The former director of the Census Bureau, John Thompson, who serves as an expert witness to the plaintiffs in both New York-based summary proceedings, said he was concerned that the DOJ had not following the usual process of interviewing office staff after submitting their application. for a question of citizenship.
"The contribution of experts in the field is essential to formulating a new issue," wrote Thompson in a filing filed in court in September. "Without these discussions, there is a significant risk that the resulting citizenship data will not conform. [the Justice Department’s] Needs."

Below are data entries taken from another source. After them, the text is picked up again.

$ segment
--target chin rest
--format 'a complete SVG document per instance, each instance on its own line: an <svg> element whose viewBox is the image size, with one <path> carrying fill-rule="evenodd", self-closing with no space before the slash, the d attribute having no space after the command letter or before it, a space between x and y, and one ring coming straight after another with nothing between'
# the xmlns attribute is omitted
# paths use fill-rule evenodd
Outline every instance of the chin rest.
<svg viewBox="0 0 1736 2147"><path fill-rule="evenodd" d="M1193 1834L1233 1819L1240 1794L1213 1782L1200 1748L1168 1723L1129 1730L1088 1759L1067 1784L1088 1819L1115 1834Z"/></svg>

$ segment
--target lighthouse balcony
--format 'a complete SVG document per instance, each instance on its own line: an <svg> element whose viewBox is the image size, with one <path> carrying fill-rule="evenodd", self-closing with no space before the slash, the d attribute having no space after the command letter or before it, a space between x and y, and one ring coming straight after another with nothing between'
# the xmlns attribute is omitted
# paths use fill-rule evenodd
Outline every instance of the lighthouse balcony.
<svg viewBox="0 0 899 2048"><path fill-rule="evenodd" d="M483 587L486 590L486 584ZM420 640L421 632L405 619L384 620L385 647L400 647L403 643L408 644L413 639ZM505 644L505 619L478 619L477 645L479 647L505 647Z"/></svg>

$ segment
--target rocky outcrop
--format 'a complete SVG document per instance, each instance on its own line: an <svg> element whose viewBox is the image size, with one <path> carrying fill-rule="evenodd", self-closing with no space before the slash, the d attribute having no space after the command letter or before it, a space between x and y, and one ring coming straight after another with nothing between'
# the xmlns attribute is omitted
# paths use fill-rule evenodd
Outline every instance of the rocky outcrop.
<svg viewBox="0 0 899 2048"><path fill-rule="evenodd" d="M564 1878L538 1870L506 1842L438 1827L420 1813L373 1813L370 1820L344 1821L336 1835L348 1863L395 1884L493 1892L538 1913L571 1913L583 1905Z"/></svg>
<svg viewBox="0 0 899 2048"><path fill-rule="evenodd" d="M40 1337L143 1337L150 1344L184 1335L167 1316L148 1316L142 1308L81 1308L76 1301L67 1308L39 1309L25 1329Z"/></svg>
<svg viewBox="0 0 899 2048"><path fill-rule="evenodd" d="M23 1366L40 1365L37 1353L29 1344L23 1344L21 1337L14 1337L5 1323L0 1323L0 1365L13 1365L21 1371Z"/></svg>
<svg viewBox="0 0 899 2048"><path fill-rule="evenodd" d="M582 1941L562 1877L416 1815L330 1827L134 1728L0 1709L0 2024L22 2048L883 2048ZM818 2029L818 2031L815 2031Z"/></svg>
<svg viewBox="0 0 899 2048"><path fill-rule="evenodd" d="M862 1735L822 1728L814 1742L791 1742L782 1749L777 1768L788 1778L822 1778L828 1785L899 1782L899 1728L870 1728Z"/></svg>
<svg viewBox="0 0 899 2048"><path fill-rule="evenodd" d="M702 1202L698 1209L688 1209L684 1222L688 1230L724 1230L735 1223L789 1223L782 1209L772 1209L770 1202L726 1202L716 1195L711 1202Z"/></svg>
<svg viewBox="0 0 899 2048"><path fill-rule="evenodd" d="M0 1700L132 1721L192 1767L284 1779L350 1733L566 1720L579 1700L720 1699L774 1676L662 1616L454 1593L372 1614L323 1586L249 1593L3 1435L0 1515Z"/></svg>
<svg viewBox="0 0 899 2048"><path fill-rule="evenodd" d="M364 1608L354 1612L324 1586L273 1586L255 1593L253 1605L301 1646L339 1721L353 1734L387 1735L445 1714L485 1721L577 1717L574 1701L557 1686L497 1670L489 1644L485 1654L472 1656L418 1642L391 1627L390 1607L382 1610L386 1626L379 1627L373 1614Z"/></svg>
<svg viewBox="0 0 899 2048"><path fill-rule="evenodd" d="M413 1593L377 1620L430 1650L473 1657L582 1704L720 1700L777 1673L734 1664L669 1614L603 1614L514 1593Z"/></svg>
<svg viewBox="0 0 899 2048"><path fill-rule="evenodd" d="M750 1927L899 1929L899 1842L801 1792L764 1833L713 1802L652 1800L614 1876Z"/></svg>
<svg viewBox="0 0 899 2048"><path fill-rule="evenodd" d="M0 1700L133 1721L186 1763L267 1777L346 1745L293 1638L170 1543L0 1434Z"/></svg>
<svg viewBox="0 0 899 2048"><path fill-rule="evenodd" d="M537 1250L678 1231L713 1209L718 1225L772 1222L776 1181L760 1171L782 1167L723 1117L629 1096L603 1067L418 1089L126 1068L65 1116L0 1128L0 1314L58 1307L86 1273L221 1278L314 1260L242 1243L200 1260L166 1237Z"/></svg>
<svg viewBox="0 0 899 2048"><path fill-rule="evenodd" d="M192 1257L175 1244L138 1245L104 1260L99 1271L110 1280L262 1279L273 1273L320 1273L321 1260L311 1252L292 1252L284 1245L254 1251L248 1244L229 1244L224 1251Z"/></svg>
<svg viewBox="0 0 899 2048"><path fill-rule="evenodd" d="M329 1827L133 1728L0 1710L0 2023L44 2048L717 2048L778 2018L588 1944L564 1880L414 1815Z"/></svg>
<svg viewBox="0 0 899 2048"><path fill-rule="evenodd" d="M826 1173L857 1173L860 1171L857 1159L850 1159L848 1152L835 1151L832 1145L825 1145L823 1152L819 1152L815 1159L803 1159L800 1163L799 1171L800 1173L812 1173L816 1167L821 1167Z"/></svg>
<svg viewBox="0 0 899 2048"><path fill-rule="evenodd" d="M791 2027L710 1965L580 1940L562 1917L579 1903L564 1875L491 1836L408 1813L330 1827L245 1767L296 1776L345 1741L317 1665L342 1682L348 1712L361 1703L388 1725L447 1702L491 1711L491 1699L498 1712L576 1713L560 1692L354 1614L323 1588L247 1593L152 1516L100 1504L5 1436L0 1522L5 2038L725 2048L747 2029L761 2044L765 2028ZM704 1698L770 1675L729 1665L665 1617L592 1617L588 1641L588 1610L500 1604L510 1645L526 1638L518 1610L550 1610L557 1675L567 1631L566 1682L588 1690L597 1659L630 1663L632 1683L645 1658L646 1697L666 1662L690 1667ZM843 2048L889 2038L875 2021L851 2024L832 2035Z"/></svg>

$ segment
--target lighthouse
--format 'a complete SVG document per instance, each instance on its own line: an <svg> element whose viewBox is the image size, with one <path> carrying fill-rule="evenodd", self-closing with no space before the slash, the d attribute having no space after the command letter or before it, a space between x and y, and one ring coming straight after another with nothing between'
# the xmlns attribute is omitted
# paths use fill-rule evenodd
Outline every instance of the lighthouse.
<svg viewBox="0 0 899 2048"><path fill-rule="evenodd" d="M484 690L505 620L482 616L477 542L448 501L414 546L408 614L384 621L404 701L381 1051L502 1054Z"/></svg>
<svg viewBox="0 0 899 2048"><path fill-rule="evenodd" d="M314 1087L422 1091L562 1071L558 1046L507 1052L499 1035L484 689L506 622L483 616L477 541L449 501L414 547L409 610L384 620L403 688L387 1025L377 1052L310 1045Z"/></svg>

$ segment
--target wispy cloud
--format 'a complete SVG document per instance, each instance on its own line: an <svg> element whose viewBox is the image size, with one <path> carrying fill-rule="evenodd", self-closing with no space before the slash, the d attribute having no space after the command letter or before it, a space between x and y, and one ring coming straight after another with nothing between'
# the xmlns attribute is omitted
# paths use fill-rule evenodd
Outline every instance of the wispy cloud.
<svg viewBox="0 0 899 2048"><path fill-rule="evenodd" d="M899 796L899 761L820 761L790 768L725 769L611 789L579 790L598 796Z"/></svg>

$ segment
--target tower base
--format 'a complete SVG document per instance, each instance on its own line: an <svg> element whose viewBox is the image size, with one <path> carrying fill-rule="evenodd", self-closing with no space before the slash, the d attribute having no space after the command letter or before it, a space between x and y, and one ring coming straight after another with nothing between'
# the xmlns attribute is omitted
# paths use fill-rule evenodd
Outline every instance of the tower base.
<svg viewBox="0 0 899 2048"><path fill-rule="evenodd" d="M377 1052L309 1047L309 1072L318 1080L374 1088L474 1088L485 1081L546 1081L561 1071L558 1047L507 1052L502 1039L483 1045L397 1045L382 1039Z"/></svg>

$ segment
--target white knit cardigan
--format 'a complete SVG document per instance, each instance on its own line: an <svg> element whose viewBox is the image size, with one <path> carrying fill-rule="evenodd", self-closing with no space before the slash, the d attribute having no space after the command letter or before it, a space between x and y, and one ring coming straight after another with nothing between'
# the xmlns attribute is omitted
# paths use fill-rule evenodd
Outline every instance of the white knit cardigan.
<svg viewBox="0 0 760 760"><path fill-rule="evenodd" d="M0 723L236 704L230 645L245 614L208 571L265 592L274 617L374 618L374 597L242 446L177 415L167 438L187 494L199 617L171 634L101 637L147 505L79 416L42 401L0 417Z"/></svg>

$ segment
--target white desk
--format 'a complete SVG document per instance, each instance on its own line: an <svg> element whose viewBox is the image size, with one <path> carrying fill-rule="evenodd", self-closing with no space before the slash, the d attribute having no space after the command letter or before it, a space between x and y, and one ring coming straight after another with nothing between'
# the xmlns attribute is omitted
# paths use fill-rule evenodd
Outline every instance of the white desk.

Thompson also detailed the uncertainty surrounding Ross's decision to have the Census Bureau compare the responses to the citizenship question of the 2020 Census with existing government records on citizenship. Quoting the testimony of Chief Scientist John Abowd, who has not been made public in its entirety, Thompson writes:
Abowd said the Census Bureau still did not know how the answers to the citizenship question would be combined with the administrative records to form a block-level citizenship data table. Citizenship data will be modified to prevent disclosure of the respondent's citizenship, if citizenship data produced after the decennial census of 2020 will have larger or smaller margins of error than the citizenship data currently used by the department of Justice, if the error margins associated with the data allow Justice's Department of Justice to effectively use the data, or even to know if the block-level data will be included in the data file of standard breakdown produced by the census. "
For the moment, the lawsuit for the New York lawsuits on the question of citizenship must begin on November 5th. This week, a US District Judge and the US Circuit's second appeal court dismissed the Trump administration's efforts to delay the proceedings. However, his lawyers may soon make a similar request to the Supreme Court.